While they might lend one to ask "How precisely?", none of those require you to ask "Are they floats or decimals?".

Yet in pytest:

import decimal
import fractions

import pytest

assert 0.9999999 == pytest.approx(1)    # True
assert 0.6666666 == pytest.approx(2/3)  # True
assert 2/3 + 1/3 == pytest.approx(1)    # True

assert fractions.Fraction(0.9999999) == pytest.approx(1)    # True
assert fractions.Fraction(0.6666666) == pytest.approx(2/3)  # True
assert fractions.Fraction(2, 3) + fractions.Fraction(1, 3) == pytest.approx(1)  # True

assert decimal.Decimal('0.9999999') == pytest.approx(1)  # TypeError
assert decimal.Decimal('0.9999999') == pytest.approx(0.9999999)  # TypeError

As @RonnyPfannschmidt mentioned, I think warning when comparing a decimal to a non-decimal is perfectly valid and probably even expected behavior. Additionally if any type coercion is required it could also be expressed in approx's __repr__ for more complete information as to whats being coerced.
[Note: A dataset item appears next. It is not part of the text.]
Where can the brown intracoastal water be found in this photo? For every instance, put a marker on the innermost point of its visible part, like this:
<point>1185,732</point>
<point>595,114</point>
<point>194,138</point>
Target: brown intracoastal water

For example I think an approach where the expected, rel, and abs args are coerced to Decimals with associated warning and a __repr__ that shows that coercion would make sense. Additionally, if so desired, an optional kwarg such as strict=True could be added that would maintain the current TypeError unless explicitly relaxed. This has the added benefit of maintaining the current rigorous definition to avoid breaking any existing usages while allowing for an opt-in loss of precision to continue to make approx an approachable tool for testing.
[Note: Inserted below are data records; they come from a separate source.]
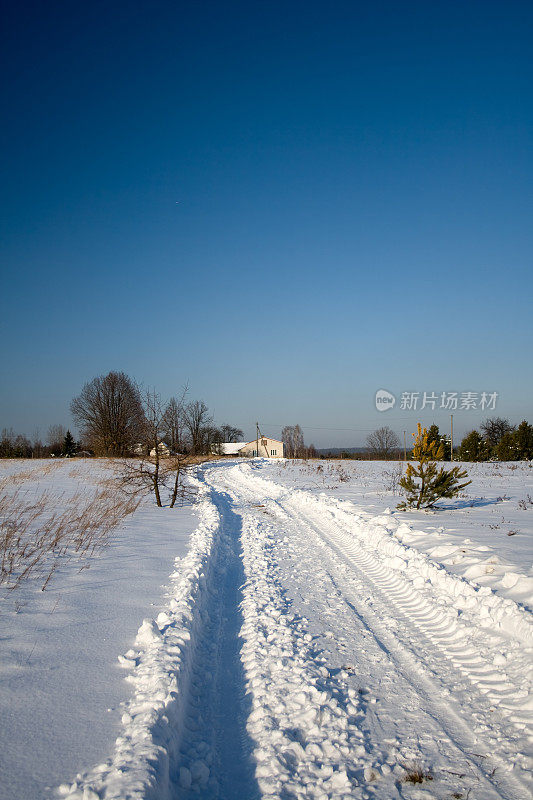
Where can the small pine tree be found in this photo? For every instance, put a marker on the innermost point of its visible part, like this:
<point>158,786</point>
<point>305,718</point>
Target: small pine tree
<point>69,445</point>
<point>434,483</point>
<point>524,440</point>
<point>474,448</point>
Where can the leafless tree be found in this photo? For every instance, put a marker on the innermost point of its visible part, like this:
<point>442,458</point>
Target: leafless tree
<point>293,441</point>
<point>109,414</point>
<point>55,437</point>
<point>174,423</point>
<point>152,470</point>
<point>231,434</point>
<point>383,443</point>
<point>199,423</point>
<point>287,437</point>
<point>494,428</point>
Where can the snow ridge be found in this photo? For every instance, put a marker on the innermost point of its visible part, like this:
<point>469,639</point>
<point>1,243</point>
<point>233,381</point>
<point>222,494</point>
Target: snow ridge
<point>301,718</point>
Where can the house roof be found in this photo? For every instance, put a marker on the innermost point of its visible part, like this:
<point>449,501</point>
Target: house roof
<point>230,448</point>
<point>270,439</point>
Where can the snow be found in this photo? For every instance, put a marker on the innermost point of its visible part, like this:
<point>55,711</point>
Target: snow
<point>312,642</point>
<point>60,681</point>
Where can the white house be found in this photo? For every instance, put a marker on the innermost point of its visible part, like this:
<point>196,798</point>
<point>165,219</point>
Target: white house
<point>268,448</point>
<point>164,450</point>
kalekundert commented 3 years ago

@asottile That's a good example, but it's not specific to comparisons between decimals and floats. You can get the same kind of errors with the current implementation of approx() using just floats:

>>> 1e17 + 2 == pytest.approx(1e17, abs=1)
True

And just decimals:

>>> Decimal('1e28') + 2 == pytest.approx(Decimal('1e28'), abs=1)
True

This problem boils down to the fact that if the tolerance is below the precision of the expected value, the approximate comparison becomes a direct equality comparison, with all the pitfalls that entails. If this really bothers you, we could eliminate this behavior by checking that expected + tol != expected. But my view is that it doesn't make sense to use approx() with tolerances at the limits of floating point precision, so worrying about such cases is a waste of time.

@labrys There's no need for any warning. Python allows comparisons between floats and decimal without warning or error, so pytest should do the same.